There is a new twist when it comes to issues at the city of Boston's Zoning Board of Appeal. Earlier this month, city hall worker John Lynch pleaded guilty to taking a bribe from a developer to help sway a ZBA member to vote favorably on one of the developer's projects. Days after the guilty plea, a zoning board member named Craig Galvin abruptly resigned. WGBH Radio’s Arun Rath spoke with WGBH News reporter Isaiah Thompson about his reporting on the story. This transcript has been edited for clarity.

Arun Rath: So to be clear off the bat, we do not have evidence that Galvin was the Zoning Board member whose vote was influenced by Lynch, right?

Isaiah Thompson: That's right. I mean, the evidence came out in an indictment of John Lynch. He pleaded guilty to the charges in that indictment, but the indictment did not name either the developer trying to influence the board via Lynch or the board member that the indictment said Lynch was trying to sway.

Read more: Ex-Boston Zoning Board Member Galvin Approved Relief For Properties He Later Helped Sell

Rath: Now your reporting doesn't necessarily connect dots — we don't what to jump ahead of things — but it adds a new twist to this, because you found that Galvin was also brokering the sale of properties that had come before the Zoning Board?

Thompson: Yeah, that's right. And I have to give credit where it's due. One of my colleagues at WBUR first reported that aside from the allegations in that indictment, John Lynch, the gentleman who was charged and pleaded guilty, had separately been before the Zoning Board himself. He was trying to get permission to build a second condo unit at his home. And Galvin had voted with the rest of the board to approve that. Galvin later became the listed broker for the sale of that property.

In my reporting, I found numerous other examples of cases where properties had come before the Zoning Board of Appeals seeking zoning variances — In other words, permission to build or do that which would otherwise be illegal, like convert a two-family to a three-family, or chop a building into condo units. They had received that zoning variance from the board, including Galvin’s vote, and then Galvin, who is a private real estate broker, had gone on to be the listing agent for some of those properties when they were sold later.

Rath: Can you give us an example of one of these properties that was before him and then later he was listed as a broker for?

Thompson: One of the examples I wrote about was two parcels on Kimball Street in Dorchester, where the applicant had first gotten a zoning variance in 2015 but then came back before the board in 2017 to get an extension of that permission. And the permission would let them convert a two-family into a three-unit condominium and then also build a new three-family home next to it. They were given that permission, that extension, by the board's vote, including Galvin’s vote. Well, in October 2018 — just over a year later — those properties went for sale with Galvin representing the properties. In fact, they were listed on The Galvin Group's website. Five of the six units sold for about $2.2 million. That's multiple times what those properties had been worth before they got that important zoning variance.

Rath: Can you help us understand where the ethical line is?
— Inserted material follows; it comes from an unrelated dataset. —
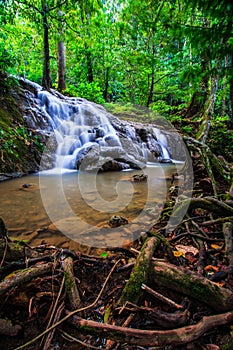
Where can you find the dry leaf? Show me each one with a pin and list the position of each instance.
(177, 254)
(211, 268)
(216, 246)
(187, 249)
Say if he doesn't actually own these properties, they come before him as a Zoning Board member, but then once they get the Board's approval, he jumps right on it. Does that cross legal or ethical lines?

Thompson: Yeah, it's an interesting and complicated question. I should reiterate Mr. Galvin hasn't been accused of any wrongdoing, and I didn't find evidence that there has been any ethics violation as spelled out in the state ethics laws. The state ethics laws are very strict, but they all regulate what are called public actions. So that could be a vote or any action taken by a public official. They regulate public actions and when there is a conflict of interest when a public official takes a public action.

But if the interest in this case, presumably a commission on the sale of these properties, comes after that public action, that vote, it's really not so clear if there is a technical violation of ethics, or any violation. Further complicating this whole thing is that the Zoning Board members are appointed by Mayor Marty Walsh, but he's sort of restricted to appointing nominees that are chosen by outside parties. Craig Galvin sits in a seat that is reserved for the real estate community. So, there's no inherent conflict in the fact that he is a real estate broker. In fact, that's part of his qualification for that seat. On the other hand, he is taking part in votes on properties that can drastically affect the sales value of that property, and to have the same public official then benefiting from the outcome of those decisions at least seems to pose questions about how the ZBA is run and maybe what the rules should be, if there aren't strict rules in place around that.